Pakistan is increasing the salience of nuclear weapons in its deterrence calculations more than any other state. Pakistan’s high-low deterrence mix – nuclear weapons and proxy groups – is deeply problematic. This mix speaks volumes about the severity of the challenges Pakistan faces and how much autonomy Pakistan’s military enjoys.

North Korea is a black box. Surprises are inside. Some might even be positive.

Russia is increasing the salience of its nuclear deterrent even though its external threats are, by historical standards, very modest.

Trend lines that reduce the salience of nuclear weapons in the United States are now a quarter-century old and very well defined. It will take very serious shocks to reverse these trend lines. The shock of 9/11 certainly didn’t.

How does all of this net out?

The economic element of deterrence is growing as the nuclear element is declining, with prominent exceptions. Sanctions have come a long way – to the point where they can even hurt a big oil producer like Iran. They may not deter or compel Tehran, but these sanctions could be an object lesson for potential fence-sitters.
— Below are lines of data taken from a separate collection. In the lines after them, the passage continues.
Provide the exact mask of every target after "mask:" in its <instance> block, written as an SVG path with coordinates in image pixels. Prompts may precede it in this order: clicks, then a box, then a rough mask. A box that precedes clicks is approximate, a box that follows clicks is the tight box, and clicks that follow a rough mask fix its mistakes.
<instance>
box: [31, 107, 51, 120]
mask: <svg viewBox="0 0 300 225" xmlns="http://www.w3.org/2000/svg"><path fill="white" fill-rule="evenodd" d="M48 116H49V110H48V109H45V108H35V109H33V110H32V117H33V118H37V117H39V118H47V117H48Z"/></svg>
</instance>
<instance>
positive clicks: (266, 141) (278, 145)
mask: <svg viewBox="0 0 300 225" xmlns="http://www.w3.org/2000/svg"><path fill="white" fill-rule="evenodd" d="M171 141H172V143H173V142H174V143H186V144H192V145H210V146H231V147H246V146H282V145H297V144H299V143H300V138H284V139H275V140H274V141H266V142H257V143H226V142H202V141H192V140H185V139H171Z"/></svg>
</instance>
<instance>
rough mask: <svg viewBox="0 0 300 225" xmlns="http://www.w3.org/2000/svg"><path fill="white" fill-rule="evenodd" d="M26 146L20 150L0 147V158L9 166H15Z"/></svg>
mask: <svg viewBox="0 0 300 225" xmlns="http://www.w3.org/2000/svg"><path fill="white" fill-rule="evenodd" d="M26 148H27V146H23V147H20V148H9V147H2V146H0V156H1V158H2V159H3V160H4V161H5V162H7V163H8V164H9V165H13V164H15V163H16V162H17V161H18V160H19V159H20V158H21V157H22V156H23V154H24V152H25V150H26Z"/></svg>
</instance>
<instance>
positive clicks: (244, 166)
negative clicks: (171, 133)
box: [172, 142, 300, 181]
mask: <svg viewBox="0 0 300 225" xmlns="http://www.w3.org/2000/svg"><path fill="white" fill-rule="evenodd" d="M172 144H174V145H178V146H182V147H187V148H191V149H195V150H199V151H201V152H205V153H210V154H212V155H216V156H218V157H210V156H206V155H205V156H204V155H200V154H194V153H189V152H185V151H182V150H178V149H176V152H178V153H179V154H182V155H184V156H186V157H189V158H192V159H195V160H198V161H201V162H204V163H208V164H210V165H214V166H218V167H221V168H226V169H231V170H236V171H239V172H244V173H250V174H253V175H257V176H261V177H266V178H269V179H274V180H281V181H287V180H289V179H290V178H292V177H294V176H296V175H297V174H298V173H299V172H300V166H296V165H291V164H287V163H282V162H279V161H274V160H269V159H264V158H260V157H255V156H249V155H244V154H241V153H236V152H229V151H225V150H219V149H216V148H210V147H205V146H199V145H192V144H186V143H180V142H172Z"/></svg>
One definition of deterrence is what the competition worries about. We in the United States worry more about China’s economic clout than its nuclear arsenal. Even the Kremlin, with its reflexive, atavistic tendencies toward nuclear and BMD issues, gets more mileage out of threats to turn off pipelines than to vaporize cities.

Can those who now seek increased salience for nuclear deterrence — the outliers and Russia – tip the scales? Not yet. When outliers seek more nuclear weapons, they gain more notoriety, not power. And nuclear weapons are a very poor substitute for what ails Russia. The top line indicators of reduced salience remain strong. The two biggest nuclear stockpiles and deployed force levels are shrinking, and the absence of nuclear testing further reduces the salience of nuclear weapons. If the DPRK tests another nuclear device, it will not gain power, influence, or foreign aid. No one seems to be lining up behind North Korea.

Will nuclear weapons become more or less influential in the emerging international security environment? Given this mixed picture, it depends. It depends mostly on China and whether the Iranian nuclear program will have cascade effects.